El martes pasado se conmemoraban por un lado el segundo aniversario de la Constitución de la CDMX y el 112 aniversario de la CPEUM de 1917. En el marco de esta conmemoración el presidente Andrés Manuel López Obrador puso sobre la mesa una nueva Constitución y nadie se inmutó. Basta reparar en la imagen del teatro de la República. Textualmente el presidente dijo que la Constitución está “muy parchada” y que no se debe descartar una nueva, aunque acotó su dicho pues señaló que su gobierno optó por hacer reformas enfocadas a tres aspectos: acabar con la corrupción, combatir la impunidad y defender la democracia; es decir, aclaró que no será durante su administración que se cree una nueva carta magna.
“No hay condiciones —dijo— para elaborar una cuarta Constitución porque tenemos otras tareas, sin embargo, se optó por hacer propuestas de reformas a la actual, que consideramos tienen la misma importancia (…) No debe de descartarse (una nueva), pero podría dejarse para el porvenir. Cuando entreguemos nosotros la estafeta para las nuevas generaciones, ¿por qué no convocar a un nuevo Constituyente y elaborar una cuarta Constitución?”, planteó López Obrador.

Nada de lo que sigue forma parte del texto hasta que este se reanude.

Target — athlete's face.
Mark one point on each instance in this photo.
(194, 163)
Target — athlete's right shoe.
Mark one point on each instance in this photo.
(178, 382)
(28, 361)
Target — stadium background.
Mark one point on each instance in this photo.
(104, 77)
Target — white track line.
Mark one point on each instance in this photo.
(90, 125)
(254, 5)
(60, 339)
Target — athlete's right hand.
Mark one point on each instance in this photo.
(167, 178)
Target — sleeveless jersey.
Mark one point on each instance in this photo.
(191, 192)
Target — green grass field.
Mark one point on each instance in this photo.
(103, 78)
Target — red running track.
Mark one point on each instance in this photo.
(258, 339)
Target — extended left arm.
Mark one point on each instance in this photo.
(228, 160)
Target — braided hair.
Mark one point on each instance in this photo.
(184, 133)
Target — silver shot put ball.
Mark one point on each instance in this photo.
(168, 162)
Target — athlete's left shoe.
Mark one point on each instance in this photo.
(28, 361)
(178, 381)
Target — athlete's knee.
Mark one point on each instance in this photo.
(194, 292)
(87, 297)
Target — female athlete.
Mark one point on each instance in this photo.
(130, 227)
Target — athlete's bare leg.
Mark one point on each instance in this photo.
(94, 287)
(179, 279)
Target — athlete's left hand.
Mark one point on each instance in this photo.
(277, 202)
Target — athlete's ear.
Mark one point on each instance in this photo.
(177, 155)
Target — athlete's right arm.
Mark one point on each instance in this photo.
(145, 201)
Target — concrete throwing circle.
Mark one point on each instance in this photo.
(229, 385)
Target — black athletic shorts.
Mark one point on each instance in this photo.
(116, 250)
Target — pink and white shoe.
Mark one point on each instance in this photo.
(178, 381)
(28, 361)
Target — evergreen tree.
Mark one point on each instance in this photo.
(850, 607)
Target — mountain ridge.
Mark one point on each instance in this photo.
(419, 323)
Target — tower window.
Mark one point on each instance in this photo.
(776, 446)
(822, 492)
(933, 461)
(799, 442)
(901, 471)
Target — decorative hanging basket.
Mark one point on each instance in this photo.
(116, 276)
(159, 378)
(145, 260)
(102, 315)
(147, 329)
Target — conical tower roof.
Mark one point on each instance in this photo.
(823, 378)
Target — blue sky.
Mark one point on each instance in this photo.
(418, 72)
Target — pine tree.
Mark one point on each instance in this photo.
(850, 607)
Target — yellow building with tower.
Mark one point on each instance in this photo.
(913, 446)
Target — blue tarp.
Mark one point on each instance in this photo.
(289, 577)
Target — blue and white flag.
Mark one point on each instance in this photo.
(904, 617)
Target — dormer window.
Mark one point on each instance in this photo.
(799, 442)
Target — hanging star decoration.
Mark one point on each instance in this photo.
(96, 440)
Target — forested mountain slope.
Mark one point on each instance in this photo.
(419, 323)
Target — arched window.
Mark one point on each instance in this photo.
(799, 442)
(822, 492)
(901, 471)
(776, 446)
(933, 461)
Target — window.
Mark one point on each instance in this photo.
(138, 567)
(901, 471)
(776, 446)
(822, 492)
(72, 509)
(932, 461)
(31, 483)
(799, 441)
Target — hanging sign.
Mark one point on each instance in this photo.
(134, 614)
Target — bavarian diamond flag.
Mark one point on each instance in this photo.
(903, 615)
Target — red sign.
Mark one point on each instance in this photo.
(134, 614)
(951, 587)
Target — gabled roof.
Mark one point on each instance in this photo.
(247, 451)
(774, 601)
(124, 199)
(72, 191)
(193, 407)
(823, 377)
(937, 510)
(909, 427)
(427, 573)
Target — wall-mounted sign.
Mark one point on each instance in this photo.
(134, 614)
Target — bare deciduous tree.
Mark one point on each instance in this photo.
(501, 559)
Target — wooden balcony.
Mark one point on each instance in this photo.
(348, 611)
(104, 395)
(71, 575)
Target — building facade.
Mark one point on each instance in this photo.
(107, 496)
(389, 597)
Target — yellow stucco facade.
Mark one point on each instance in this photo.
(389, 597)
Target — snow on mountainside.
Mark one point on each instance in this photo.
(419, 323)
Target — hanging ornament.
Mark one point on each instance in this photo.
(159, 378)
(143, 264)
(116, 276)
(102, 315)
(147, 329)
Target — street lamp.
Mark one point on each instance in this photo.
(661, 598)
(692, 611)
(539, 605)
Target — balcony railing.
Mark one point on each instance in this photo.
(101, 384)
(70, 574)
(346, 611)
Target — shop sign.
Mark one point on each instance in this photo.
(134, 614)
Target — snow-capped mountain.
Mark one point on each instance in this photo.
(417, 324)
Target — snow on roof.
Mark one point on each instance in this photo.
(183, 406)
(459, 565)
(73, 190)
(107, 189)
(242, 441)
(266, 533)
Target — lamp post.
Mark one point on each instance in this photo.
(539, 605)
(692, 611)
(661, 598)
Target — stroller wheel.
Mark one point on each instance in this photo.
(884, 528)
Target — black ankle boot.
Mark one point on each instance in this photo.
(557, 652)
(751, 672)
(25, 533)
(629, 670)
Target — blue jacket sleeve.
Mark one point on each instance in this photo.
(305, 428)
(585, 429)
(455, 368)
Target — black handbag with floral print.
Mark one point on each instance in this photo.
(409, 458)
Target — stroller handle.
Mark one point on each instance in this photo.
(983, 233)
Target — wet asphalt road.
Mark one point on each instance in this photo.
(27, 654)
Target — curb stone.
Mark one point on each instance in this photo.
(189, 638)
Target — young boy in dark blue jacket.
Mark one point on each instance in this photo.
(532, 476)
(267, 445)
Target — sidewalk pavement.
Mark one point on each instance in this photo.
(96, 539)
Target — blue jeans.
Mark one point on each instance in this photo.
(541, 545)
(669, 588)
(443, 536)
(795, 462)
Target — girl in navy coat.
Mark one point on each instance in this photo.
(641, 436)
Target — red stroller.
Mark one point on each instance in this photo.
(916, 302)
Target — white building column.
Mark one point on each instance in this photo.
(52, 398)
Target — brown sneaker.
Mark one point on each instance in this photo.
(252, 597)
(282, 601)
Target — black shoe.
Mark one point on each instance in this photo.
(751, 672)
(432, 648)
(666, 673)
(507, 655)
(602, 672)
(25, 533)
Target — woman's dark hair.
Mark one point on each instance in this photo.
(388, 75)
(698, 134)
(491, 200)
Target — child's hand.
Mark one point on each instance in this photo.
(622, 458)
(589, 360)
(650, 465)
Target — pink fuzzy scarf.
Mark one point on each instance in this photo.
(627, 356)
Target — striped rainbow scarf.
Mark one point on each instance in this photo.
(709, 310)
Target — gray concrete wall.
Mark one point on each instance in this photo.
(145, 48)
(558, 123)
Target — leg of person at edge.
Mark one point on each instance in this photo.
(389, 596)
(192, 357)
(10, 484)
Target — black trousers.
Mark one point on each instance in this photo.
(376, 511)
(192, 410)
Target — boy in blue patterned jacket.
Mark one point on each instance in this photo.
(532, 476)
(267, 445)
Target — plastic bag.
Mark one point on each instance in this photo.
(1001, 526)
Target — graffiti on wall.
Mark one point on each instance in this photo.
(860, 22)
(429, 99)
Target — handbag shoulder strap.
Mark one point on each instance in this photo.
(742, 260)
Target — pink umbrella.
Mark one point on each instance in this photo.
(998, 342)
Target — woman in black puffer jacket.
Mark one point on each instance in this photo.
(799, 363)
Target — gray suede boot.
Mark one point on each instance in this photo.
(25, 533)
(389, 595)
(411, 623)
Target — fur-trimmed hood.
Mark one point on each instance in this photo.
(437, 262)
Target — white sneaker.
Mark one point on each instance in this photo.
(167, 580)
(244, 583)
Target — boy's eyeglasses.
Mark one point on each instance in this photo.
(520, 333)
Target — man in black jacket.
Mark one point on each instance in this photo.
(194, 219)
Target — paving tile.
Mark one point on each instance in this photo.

Si bien el debate en torno a si es necesaria una nueva constitución no es para nada novedoso, sí resulta preocupante que se plantee de manera aparentemente espontánea en un momento como el que políticamente estamos viviendo actualmente; donde los pesos y contrapesos parecen desdibujarse. Plantear ahora la idea de una nueva Constitución, de una “cuarta Constitución” sin duda nos pone en riesgo de un severo retroceso democrático. Y nuestra centenaria constitución del 17 ha sido tan longeva precisamente porque ha sabido evolucionar y transformarse a través de reformas constitucionales; pero sobretodo porque no ha existido una ruptura político social y su estructura ha sido aceptada mayoritariamente por la sociedad.
La idea de una nueva Constitución no puede quedar al capricho de un gobernante.
Si quisiéramos hablar de un proceso constituyente por la vía pacífica tendría necesariamente que tratarse de un proyecto pactado entre las principales fuerzas políticas, y no la imposición de un proyecto político. La pregunta no es (ni debe ser) únicamente si es necesaria una nueva Constitución, sino la conveniencia de hacerlo.
Me parece que debemos defender precisamente la democracia constitucional, la división de poderes y los derechos humanos. Me parece gravísimo el sometimiento de los poderes públicos a los caprichos y ocurrencias del titular del Ejecutivo.
Hace algunos meses en este mismo espacio publicaba yo un artículo donde precisamente planteaba algunas reflexiones en torno al centenario de nuestro texto constitucional y justamente exploraba algunos cambios que permitirían depurar el texto constitucional, lo reestructurarían y abonarían a un mayor conocimiento e interiorización de lo que es o no constitucional, por parte de la ciudadanía. Todo esto sin necesidad de hablar de una nueva Constitución. Antes al contrario, lo sostuve entonces y lo refrendo hoy: el mecanismo de reforma constitucional es idóneo políticamente y suficiente jurídicamente para lograr los objetivos. Depurar el texto constitucional debe ser la prioridad; no más artículos como el 41 que establece incluso tiempos en radio y televisión. No más regímenes transitorios que se perpetúan en el tiempo. En dicho sentido, abogo por una Constitución sencilla, bien estructurada y que por su claridad se respete, siempre.
La reflexiones a las que me refiero las hice precisamente cuando el hoy titular del Ejecutivo estando en campaña dijo (igual de espontáneo que en esta ocasión) que “deberíamos volver al texto de la Constitución del 17”. Pero tan preocupante una declaración como la otra. Volver al espíritu de los constituyentes de hace 100 años no puede venir a cuento en 2019 pero sugerir de manera irreflexiva que es necesaria una nueva Constitución tampoco. Ambas ideas implican un riesgo para el Estado constitucional y democrático de derecho, ponen en riesgo la protección de los derechos de las personas, sobre todo de aquellas que integran los grupos de atención prioritaria o que históricamente han sido vulneradas y la garantía de que el ejercicio de los poderes públicos se sujete a las formas democráticas.
La idea de una nueva Constitución no puede quedar al capricho de un gobernante.